The landscapes we study may seem ordinary—or even forgotten—but they are layered with history. From the remains of military camps to the ruins of abandoned factories and rural ghettos, each site offers a glimpse into the complexities of Apulia’s 20th-century past.
Conflict Landscapes
Rural Landscapes
Industrial Landscapes
Set into the countryside near Altamura, Camp 65 began its life in 1940 as one of the largest prisoner-of-war campsin southern Italy. Thousands of Allied soldiers—mostly British and Commonwealth troops captured in North Africa—were held here during the early years of World War II. But the site’s history did not end with the war. Following the 1943 armistice, the camp was abandoned, only to be reactivated as a training ground for Yugoslav partisans. In the 1950s, it saw yet another transformation, becoming a refugee settlement for families fleeing political upheaval in Eastern Europe.
Over time, the physical traces of Camp 65 were nearly erased. Demolished, buried under roadworks, or simply left to decay, the camp all but disappeared from public awareness. Yet the land remembers. Foundations, drainage ditches, and fragments of daily life still lie beneath the surface, waiting to be uncovered. Since 2021, archaeological excavations have begun to bring these hidden layers back into view, revealing a site rich in complexity, contradiction, and continuity.
Camp 65 is not just a military relic—it is a landscape of transitions, marked by captivity and solidarity, abandonment and survival. Its story spans decades and borders, linking the Murgia to wider European and global movements of war, resistance, and displacement. Today, the site is animated by a local heritage community, which works to preserve and share its legacy through education, open days, and storytelling events.
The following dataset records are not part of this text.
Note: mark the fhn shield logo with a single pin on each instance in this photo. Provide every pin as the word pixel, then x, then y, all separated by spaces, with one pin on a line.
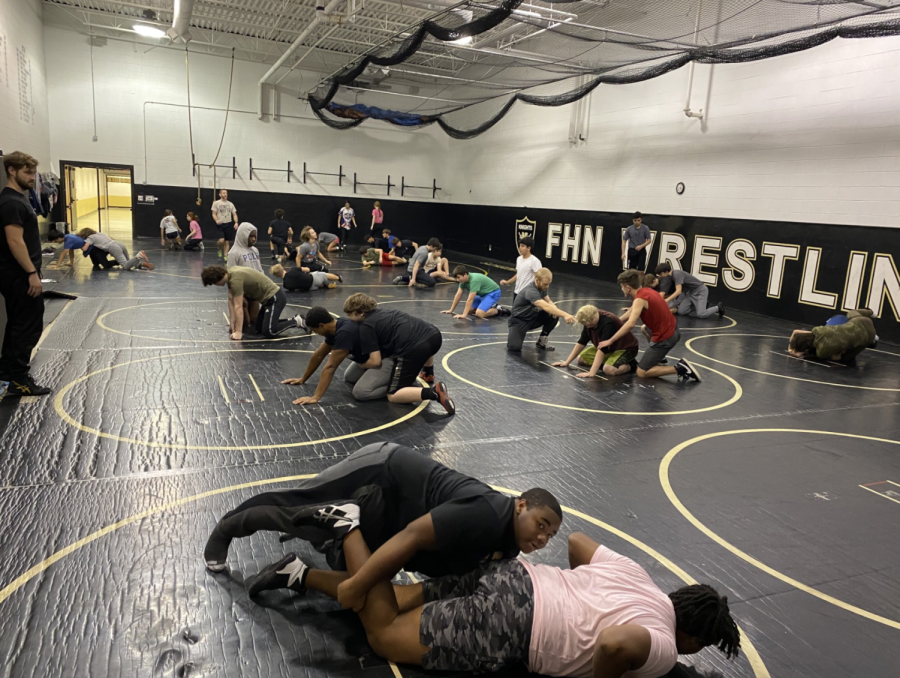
pixel 524 227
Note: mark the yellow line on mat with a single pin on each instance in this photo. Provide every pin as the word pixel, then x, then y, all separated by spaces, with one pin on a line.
pixel 222 386
pixel 258 392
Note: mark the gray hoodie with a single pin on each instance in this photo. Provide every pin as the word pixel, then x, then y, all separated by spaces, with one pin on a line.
pixel 241 254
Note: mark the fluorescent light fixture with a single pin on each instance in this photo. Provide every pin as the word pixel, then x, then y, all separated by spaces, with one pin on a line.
pixel 148 31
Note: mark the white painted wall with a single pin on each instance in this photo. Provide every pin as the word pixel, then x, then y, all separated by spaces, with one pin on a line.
pixel 23 128
pixel 129 76
pixel 808 137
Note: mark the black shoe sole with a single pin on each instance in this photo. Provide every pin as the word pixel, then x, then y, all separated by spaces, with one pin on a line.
pixel 266 580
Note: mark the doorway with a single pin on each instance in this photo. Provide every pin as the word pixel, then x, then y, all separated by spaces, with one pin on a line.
pixel 98 196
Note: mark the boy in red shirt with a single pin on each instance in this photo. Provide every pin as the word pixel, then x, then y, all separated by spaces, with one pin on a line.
pixel 651 309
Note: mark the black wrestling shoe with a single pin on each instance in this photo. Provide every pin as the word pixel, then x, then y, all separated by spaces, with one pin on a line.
pixel 444 398
pixel 25 387
pixel 687 371
pixel 288 573
pixel 339 518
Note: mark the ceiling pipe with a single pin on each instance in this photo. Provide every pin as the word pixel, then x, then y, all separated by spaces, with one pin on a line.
pixel 323 14
pixel 181 20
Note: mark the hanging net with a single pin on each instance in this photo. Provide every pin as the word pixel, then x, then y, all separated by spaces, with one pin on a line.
pixel 466 67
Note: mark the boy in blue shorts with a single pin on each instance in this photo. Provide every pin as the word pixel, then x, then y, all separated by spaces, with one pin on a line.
pixel 484 295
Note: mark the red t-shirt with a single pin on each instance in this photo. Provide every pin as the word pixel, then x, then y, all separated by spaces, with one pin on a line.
pixel 657 315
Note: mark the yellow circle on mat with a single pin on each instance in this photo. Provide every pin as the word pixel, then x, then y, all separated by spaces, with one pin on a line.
pixel 774 374
pixel 738 391
pixel 61 411
pixel 756 662
pixel 676 502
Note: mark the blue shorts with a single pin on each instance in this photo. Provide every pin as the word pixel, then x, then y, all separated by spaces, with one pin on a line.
pixel 487 301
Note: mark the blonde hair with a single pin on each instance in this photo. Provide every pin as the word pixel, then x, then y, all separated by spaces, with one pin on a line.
pixel 359 303
pixel 587 315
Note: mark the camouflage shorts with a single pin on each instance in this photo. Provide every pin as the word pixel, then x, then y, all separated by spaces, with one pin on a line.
pixel 478 622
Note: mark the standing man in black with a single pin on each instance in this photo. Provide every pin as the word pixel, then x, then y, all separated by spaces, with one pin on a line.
pixel 20 275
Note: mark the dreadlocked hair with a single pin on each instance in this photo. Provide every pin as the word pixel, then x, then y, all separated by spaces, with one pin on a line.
pixel 702 613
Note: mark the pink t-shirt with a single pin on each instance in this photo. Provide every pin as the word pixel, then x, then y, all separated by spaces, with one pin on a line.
pixel 571 607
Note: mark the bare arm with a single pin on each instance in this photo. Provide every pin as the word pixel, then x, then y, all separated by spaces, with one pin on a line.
pixel 633 316
pixel 388 560
pixel 620 649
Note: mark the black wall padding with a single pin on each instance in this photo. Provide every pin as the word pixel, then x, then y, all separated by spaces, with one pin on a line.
pixel 491 232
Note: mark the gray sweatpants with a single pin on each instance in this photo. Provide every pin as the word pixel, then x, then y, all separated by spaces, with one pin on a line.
pixel 370 384
pixel 120 253
pixel 695 301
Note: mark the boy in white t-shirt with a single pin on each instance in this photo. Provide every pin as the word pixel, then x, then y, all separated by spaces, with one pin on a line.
pixel 605 616
pixel 526 266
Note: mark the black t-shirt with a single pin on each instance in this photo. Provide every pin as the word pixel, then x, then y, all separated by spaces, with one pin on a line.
pixel 393 332
pixel 346 338
pixel 472 522
pixel 607 326
pixel 280 228
pixel 295 279
pixel 16 210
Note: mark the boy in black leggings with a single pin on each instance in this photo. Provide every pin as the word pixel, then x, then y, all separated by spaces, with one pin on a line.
pixel 265 301
pixel 411 342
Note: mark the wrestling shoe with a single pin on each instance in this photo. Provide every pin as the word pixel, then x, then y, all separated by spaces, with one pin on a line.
pixel 339 518
pixel 301 324
pixel 687 371
pixel 502 310
pixel 542 344
pixel 25 387
pixel 288 573
pixel 444 398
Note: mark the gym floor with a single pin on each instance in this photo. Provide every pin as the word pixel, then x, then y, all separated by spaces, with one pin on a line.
pixel 775 480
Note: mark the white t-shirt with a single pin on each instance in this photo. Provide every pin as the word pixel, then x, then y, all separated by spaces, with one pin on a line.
pixel 525 270
pixel 347 215
pixel 223 211
pixel 169 224
pixel 572 607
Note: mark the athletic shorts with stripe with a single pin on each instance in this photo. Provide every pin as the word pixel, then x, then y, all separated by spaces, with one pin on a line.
pixel 480 621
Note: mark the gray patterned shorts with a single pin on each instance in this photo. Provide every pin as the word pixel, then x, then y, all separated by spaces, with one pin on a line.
pixel 478 622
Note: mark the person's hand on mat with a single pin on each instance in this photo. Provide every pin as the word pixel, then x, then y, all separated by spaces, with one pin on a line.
pixel 349 598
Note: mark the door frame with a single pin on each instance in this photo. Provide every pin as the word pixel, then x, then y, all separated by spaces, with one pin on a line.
pixel 63 188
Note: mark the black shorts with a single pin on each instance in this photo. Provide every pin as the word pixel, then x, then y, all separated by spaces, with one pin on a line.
pixel 227 231
pixel 407 366
pixel 478 622
pixel 656 352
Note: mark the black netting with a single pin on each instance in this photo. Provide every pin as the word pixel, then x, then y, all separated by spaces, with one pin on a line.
pixel 468 66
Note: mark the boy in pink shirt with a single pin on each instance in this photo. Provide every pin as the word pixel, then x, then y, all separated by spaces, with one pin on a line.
pixel 604 617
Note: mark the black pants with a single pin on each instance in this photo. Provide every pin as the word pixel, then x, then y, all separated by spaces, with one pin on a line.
pixel 24 324
pixel 101 258
pixel 421 277
pixel 269 322
pixel 637 259
pixel 518 329
pixel 274 511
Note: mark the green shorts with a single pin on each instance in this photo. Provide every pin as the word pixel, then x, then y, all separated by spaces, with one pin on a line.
pixel 614 359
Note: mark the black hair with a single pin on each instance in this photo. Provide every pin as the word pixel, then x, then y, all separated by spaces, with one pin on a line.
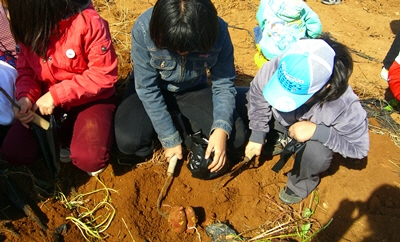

Public archaeology initiatives, oral history labs, and student field schools have transformed the camp into a space of learning and connection.
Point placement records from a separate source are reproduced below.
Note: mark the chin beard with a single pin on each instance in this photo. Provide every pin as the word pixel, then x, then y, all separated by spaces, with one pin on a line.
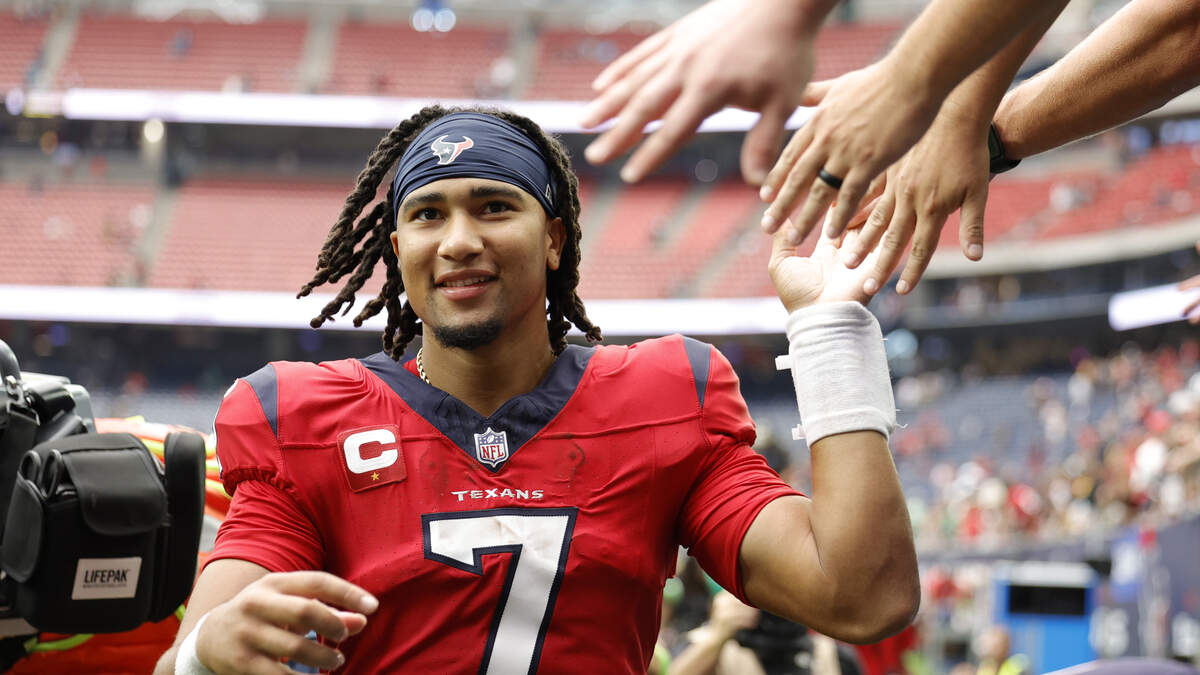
pixel 468 336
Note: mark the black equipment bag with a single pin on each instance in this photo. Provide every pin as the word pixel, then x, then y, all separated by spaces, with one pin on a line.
pixel 99 538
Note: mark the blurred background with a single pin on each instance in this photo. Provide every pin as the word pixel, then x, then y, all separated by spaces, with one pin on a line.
pixel 169 168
In the spirit of the Faro Convention, Camp 65 is a living heritage site—where history is not frozen in time but continually reinterpreted through the voices of those who care for it. It reminds us that even erased places can be reclaimed, and that the traces of the past can offer tools for understanding our present.
Hidden beneath cultivated fields near Canosa, the vast military footprint of Pantanella airfield has all but vanished from view. Constructed in 1944 by the United States Army Corps of Engineers, the base stretched across more than 20 square kilometers and was one of the largest in the Foggia airfield system, a strategic network built by the Allies after the 1943 landings in southern Italy. From this remote point in Apulia, American bomber groups launched missions across southern Europe, linking this quiet landscape to the global front lines of World War II.
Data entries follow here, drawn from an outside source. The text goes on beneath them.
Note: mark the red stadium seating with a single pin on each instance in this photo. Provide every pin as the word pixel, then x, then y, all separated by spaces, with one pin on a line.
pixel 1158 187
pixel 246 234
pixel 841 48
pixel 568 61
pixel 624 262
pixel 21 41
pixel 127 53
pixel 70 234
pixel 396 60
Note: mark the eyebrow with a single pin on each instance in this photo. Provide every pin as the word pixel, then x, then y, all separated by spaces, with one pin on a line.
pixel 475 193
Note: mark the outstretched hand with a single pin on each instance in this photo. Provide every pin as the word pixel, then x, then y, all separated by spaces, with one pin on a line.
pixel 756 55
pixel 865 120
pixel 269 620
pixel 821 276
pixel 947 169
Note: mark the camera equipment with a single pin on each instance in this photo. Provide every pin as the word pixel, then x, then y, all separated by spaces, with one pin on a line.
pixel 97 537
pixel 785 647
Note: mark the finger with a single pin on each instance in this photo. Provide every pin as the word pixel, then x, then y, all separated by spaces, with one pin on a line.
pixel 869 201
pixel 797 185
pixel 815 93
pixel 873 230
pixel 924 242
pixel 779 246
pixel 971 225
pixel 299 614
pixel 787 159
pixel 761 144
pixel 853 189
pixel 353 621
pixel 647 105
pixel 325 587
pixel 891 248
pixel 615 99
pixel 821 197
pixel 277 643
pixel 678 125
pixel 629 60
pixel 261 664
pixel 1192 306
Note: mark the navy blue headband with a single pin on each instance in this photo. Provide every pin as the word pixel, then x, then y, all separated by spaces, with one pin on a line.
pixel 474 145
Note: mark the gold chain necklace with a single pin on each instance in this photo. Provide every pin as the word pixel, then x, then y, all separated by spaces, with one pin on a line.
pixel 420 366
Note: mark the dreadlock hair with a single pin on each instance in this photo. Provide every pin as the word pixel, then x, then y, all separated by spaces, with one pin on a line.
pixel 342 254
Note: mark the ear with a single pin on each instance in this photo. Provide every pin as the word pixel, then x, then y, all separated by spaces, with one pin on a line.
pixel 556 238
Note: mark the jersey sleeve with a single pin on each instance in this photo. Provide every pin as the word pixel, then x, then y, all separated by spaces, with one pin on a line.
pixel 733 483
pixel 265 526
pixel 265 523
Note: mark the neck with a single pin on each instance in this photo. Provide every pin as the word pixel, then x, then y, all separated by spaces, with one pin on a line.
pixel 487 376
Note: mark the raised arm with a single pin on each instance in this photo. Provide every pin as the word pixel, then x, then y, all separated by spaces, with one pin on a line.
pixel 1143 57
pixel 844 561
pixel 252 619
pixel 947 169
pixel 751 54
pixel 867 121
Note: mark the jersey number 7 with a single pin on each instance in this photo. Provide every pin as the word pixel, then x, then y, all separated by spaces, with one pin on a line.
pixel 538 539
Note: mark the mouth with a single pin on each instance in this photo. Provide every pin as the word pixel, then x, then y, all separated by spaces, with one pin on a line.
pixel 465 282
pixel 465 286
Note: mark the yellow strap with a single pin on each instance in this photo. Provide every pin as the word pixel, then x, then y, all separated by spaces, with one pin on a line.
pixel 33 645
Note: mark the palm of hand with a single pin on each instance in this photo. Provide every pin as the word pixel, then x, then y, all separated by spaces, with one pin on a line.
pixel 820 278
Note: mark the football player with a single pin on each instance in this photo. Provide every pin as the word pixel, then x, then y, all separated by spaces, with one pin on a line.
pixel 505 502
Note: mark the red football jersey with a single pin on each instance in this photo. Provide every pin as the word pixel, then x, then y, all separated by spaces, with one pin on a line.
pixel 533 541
Today, the site seems almost invisible. Nature and agriculture have reclaimed most of it, and few visible structures remain. Yet through aerial photo analysis, archival research, and on-the-ground surveys, researchers have begun to reconstruct the camp’s layout—runways, military quarters, and over fifty buildings, some of which still bear traces of wartime presence. In this archaeology of subtlety and absence, even a foundation or a painted wall fragment becomes a vital clue.
What makes Pantanella unique is not just its scale, but the gap between memory and landscape. Veterans and their families overseas remember it vividly, while local communities often pass by without knowing what once stood there. Through public archaeology and community labs, the project reconnects those fragments—personal memories, overlooked ruins, and historical data—into a shared story. Pantanella challenges us to recognize how conflict reshapes land, and how memory fades unless we choose to see.
In the wide, flat expanses of the Tavoliere plain, modern forms of marginality have taken root in the very soil that once hosted fascist farm colonies and postwar land reform projects. Scattered among tomato fields and access roads, informal settlements of migrant workers—often called ghettos—rise and fall with the harvest season. These are not marked on maps, but they are deeply embedded in the economic system that supplies a large part of Italy’s agricultural production.
Constructed with salvaged materials—wood, plastic, tarps—these camps are more than precarious homes. They are places of labour, resistance, and survival. Populated mainly by workers from Africa and Eastern Europe, the ghettos function in legal grey zones shaped by labour exploitation, gangmasters (caporalato), and systemic neglect. Yet even here, amid hardship, a distinct material culture forms: kitchens improvised from oil drums, pathways trodden into the dust, shrines made from repurposed crates.
Approaching these places archaeologically means more than documenting ruins—it means listening. Through a combination of field observation, oral history, and collaboration with NGOs and unions, the project brings visibility to landscapes often ignored or erased. The ghettos echo earlier failures of land reform and rural planning; they are contemporary ruins of a system that extracts labour while denying stability.
This is not traditional heritage. But it is real, and urgent. The archaeology of migrant settlements invites us to rethink what we preserve, who decides, and how memory is built not only on stone, but also on plastic, dust, and silence.